TORONTO, ONTARIO, CANADA.- The Power Plant presents "Liam Gillick: Communes, Bars and Greenrooms," on view through November 16, 2003. One of the 2002 finalists for the prestigious Turner Prize, the transatlantic British artist Liam Gillick, who works between London and New York, has been a creative force on the European scene. The Power Plant exhibition will be his first exhibition in North America. Gillick’s ambitious installations combine the look of corporate architectural design and office supergraphics with the colouristic formalism of minimal art. The sculptural environment of screens and objects made of anodized aluminum and coloured Plexiglas physically engage the spectator and offers itself as an open site for dialogue or discussion, informed as Gillick’s work is by an examination of the ecosystems of art and the management theories of business.

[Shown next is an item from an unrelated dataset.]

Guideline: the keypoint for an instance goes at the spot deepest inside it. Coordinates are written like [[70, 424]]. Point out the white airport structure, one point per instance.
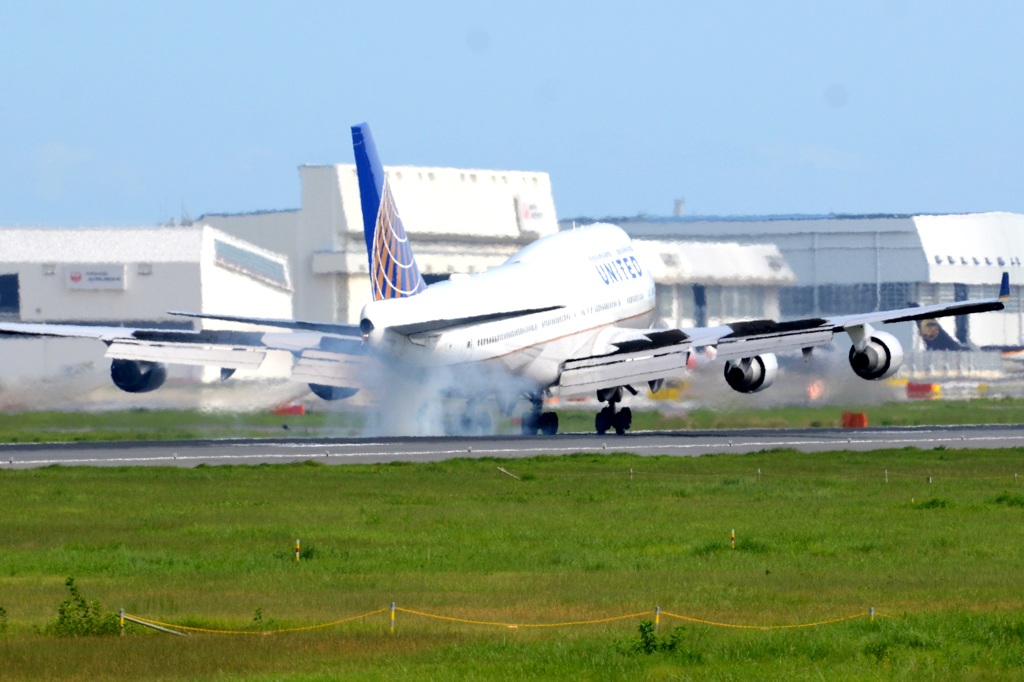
[[849, 263], [459, 220], [468, 220], [126, 278], [310, 262]]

Philip Monk, the curator of the exhibition, wrote: “The name of this exhibition, communes, bars and greenrooms, is also the subtitle of one of Liam Gillick’s recent books, Literally No Place. This coincidence points to a couple of important issues to consider in approaching Gillick’s work at The Power Plant: firstly, Gillick’s practice is divided between a number of different pursuits and, secondly, each exhibition is only an installment in an ongoing investigation.

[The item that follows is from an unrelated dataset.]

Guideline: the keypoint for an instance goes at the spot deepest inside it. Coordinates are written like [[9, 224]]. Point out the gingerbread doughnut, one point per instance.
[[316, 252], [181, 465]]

Sometime Gillick’s artworks are only the slightest of interventions or modifications of spaces. Sometimes they overwhelm the space, combining the look of corporate architectural design and office supergraphics with the colouristic formalism of minimal art. In the case of these larger installations, we might think that Gillick’s work has the look of another space out of place in an art gallery, that it seems more design than art. At this point, we might recall the title of his book: "literally no place" means the nowhere of utopia. The temporary architecture Gillick installs at The Power Plant then is an occasion to speculate on what Gillick calls "functional utopias" as well as on how "shifting concepts of ethics and conscience find form in the built world . . . when speculation becomes the dominant tool in defining our urban environment." As Gillick writes about the exhibition, the spaces of "the commune, bar and greenroom are specific locations for planning, speculation, reflection and constantly renewed forms of social interaction." While Gillick does not intend to make the individual spaces represent these environments, "the exhibition makes use of the social dynamic that is unique to each type of space, taking it as a base model for new forms of quasi-architecture and decoration."